The median household income was $34,219 and the median family income was $48,066. Males had a median income of $22,500 and females $19,375. About 11.6% of families and 19.2% of the population were below the poverty line, including 13.3% of those under age 18 and 24.5% of those age 65 or over.

==Town events==
Each year, residents of Charlo host a Fourth of July parade and cookout along Main Street. Regular participants include local equestrian units, Charlo "all school" alumni, representatives from all branches of military service, and the local fire department.

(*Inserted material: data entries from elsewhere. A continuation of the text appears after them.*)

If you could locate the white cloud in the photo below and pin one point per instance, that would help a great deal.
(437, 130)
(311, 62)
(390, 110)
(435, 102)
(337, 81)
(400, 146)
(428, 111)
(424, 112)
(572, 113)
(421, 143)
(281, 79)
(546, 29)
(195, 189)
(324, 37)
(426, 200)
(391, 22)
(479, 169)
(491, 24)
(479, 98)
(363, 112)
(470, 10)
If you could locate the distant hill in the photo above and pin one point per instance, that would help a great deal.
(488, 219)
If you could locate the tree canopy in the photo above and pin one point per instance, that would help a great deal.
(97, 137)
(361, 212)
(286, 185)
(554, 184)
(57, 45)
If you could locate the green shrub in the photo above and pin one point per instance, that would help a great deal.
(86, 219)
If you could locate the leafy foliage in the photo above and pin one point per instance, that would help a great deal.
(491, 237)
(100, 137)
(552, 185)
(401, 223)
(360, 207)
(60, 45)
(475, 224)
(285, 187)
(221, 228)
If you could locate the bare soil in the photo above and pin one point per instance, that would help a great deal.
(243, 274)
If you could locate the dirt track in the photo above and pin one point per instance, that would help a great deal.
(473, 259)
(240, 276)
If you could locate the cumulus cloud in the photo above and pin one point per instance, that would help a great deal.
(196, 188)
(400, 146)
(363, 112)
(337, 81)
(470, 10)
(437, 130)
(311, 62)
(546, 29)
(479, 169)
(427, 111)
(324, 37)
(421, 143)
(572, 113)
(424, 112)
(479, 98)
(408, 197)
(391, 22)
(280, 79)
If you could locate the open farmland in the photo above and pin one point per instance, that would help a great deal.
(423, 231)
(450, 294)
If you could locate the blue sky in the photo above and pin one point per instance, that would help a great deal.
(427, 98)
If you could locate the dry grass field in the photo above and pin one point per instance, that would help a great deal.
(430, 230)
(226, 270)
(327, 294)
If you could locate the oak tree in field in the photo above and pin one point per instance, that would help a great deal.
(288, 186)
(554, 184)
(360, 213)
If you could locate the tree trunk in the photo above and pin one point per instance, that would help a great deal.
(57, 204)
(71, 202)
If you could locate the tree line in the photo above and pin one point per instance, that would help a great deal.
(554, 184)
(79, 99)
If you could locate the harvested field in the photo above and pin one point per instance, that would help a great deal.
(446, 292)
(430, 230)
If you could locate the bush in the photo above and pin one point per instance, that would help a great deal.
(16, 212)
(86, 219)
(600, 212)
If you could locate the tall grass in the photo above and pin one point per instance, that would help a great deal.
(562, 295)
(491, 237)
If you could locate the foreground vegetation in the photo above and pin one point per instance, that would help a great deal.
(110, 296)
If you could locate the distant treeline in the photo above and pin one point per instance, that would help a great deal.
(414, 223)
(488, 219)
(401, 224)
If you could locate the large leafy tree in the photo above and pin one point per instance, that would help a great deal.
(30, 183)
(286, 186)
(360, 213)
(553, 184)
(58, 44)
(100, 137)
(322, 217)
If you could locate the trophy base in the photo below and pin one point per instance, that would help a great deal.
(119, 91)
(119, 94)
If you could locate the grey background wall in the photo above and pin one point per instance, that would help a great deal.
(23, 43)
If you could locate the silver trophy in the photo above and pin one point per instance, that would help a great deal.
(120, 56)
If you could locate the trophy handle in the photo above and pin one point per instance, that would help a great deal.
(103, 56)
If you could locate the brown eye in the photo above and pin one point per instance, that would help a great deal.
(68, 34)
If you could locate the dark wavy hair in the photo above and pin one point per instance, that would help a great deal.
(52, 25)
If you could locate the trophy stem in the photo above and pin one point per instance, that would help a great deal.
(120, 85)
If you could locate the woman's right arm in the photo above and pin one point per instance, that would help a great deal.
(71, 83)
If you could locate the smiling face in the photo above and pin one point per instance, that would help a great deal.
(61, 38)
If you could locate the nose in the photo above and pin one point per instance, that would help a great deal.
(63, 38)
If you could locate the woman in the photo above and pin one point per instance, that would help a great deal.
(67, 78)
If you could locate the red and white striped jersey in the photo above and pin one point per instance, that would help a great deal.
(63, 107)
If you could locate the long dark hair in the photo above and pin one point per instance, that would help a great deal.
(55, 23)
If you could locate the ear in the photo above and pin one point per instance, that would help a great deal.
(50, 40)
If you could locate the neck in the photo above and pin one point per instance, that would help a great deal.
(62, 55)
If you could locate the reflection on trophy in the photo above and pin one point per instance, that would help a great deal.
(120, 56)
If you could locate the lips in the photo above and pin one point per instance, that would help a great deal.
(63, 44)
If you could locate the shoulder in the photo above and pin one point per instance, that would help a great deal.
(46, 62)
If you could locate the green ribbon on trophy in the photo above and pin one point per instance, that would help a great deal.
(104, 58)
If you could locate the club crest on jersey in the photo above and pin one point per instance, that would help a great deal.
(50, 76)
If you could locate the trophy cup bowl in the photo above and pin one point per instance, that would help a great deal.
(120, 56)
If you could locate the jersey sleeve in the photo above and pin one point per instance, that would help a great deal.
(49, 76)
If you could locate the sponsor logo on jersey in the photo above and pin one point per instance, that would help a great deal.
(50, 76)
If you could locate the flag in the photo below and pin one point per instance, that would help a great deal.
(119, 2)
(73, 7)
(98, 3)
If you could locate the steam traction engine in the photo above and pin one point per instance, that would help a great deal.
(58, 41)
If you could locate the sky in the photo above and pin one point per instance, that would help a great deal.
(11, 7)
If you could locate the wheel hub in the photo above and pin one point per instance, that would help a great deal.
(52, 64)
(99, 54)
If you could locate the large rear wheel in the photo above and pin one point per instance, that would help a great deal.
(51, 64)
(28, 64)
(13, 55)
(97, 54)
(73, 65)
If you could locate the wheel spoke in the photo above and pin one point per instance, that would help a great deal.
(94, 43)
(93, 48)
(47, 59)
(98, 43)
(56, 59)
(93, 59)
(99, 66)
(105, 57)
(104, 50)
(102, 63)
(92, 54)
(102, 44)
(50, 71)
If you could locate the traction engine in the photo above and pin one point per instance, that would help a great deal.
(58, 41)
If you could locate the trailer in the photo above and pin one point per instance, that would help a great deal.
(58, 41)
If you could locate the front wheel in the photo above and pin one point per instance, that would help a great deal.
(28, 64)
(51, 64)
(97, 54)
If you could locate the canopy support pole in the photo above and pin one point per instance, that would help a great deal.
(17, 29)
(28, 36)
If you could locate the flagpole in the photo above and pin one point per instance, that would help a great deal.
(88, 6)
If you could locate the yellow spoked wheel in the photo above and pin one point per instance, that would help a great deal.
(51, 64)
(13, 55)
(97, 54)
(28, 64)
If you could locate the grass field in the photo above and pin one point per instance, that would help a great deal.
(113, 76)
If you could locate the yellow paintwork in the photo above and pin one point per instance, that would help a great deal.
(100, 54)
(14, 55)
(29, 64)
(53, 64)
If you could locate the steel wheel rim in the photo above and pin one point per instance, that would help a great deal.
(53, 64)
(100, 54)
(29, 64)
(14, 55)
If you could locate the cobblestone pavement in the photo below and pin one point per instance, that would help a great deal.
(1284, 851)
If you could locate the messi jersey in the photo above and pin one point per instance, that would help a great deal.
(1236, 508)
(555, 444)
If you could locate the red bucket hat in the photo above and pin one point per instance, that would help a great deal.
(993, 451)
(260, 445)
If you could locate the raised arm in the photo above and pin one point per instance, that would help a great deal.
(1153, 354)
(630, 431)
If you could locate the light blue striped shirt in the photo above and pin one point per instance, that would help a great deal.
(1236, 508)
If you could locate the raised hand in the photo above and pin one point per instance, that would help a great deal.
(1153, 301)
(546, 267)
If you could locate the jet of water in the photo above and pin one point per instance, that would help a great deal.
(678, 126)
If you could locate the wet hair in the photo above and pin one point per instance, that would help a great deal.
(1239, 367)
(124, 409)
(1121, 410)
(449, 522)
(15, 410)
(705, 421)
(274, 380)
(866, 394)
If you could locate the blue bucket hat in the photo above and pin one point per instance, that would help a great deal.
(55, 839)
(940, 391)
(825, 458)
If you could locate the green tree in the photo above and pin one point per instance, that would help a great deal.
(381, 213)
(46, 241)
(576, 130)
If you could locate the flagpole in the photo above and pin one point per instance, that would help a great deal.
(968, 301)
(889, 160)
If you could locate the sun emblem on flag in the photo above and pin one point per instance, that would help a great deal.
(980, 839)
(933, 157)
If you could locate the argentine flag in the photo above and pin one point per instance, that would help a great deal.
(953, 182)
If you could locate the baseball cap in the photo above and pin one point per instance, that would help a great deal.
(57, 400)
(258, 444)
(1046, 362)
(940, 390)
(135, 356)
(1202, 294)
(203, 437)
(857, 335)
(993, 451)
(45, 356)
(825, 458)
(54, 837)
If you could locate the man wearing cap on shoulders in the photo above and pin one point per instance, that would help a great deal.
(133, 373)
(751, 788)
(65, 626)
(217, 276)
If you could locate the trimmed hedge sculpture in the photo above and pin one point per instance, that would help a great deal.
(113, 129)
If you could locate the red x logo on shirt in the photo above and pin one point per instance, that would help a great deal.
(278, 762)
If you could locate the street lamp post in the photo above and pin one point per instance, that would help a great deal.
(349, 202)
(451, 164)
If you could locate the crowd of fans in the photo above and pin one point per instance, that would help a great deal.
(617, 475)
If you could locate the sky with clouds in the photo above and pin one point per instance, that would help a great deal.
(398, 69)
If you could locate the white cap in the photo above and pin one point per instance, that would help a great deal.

In addition, the town also hosts an annual Fireman's Benefit and Dinner to support the local volunteer fire department. The Charlo Outdoor Community Complex, a community-sponsored organization to fund a new track and football field for the Charlo Public School, hosts an annual Fun run, 5K run, and 10K run as a fundraiser event.

==Education==
Charlo School District educates students from kindergarten through 12th grade. They are known as the Vikings. Charlo High School is a Class C school, which is a designation used for sporting events.

As of 2023, Charlo School District had a total of 229 students enrolled: 96 elementary students, 57 middle school students, and 76 high school students. Along with core classes, Charlo School District offers a variety of electives.

=== Educational Clubs ===
Charlo High School offers clubs such as Business Professionals of America (BPA), Health Occupations Students of America (HOSA), SkillsUSA, National Honor Society (NHS), and more.

==Media==
The Valley Journal provides local news to Arlee, Charlo, Pablo, Polson, Ronan, and St. Ignatius.

The FM radio station KYMI is licensed in Charlo. It is owned by the Educational Media Foundation, a Christian media ministry.

==Infrastructure==
Charlo is along Montana Highway 212. It is 4 mi west of U.S. Route 93. Via Highway 212, it is 13 mi northeast of Sčilíp.

The nearest commercial airport is Missoula Montana Airport, 50 mi away. Another option is Glacier Park International Airport, 78 mi away.